Frazer strode off and they heard his trunk open and boom shut again. When he reemerged from the side of the house he had a long, slender gun in each hand. He stopped a short distance from where they were sitting and propped the guns against the trunk of a tree. “How about a trade?” he suggested.

Juan, Yvonne, and Pauline were all staring at the guns. “A trade?” Juan said.

“A trade. Or maybe I should hold on to these until you've kept up your end of the bargain? Because I have the weirdest feeling, I don't know why, that you haven't even started to work on the book. Maybe it's the way you've been acting like you don't understand why I'm here.
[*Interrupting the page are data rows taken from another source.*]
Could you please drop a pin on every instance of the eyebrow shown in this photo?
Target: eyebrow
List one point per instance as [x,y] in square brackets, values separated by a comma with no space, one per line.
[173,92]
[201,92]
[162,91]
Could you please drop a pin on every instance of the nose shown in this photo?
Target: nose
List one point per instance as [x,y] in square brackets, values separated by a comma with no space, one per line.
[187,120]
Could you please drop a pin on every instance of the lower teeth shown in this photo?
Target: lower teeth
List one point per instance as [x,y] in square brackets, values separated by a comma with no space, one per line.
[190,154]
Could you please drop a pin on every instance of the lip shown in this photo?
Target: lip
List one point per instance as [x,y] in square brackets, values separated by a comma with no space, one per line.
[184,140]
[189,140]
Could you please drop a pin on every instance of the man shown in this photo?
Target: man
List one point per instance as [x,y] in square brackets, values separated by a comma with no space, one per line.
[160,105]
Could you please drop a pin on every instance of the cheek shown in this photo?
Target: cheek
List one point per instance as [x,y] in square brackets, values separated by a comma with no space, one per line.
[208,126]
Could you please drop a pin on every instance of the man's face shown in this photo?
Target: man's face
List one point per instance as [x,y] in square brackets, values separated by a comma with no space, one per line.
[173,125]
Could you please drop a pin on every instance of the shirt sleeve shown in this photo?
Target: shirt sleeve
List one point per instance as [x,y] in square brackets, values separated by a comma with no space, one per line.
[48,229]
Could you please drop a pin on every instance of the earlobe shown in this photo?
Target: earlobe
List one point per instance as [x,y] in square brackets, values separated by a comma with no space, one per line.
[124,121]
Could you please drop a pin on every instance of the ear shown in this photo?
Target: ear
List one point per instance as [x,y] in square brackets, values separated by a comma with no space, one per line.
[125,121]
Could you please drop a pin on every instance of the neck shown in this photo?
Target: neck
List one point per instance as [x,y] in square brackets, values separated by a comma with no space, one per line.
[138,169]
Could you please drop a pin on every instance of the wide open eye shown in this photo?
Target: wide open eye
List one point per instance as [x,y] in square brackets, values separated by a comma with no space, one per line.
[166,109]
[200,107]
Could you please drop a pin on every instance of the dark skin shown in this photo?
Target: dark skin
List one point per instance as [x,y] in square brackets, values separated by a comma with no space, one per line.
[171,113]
Maybe it's that I slept on the front room couch last night, and when I woke up I noticed the big box of paper and shit that I gave you, and everything in it is your eulogy tape written five hundred ways, and not a page of the thing we discussed. Am I right about this? There's no harm done so far, but I'd like you to be open with me.”

Yvonne and Pauline had turned pale; Juan was gaping at Frazer as if he were choking on something. “And you'll hold on to those until we've kept up our end of the bargain?” Juan said. “Those aren't even real guns! What do you think we are, man? What are you trying to do to us?”

The two girls looked wildly from Frazer to Juan. “Not real guns?” said Yvonne.

“They're rifles,” said Frazer.

“Air rifles,” Juan said. “BB guns. Did you think that I can't tell the difference?”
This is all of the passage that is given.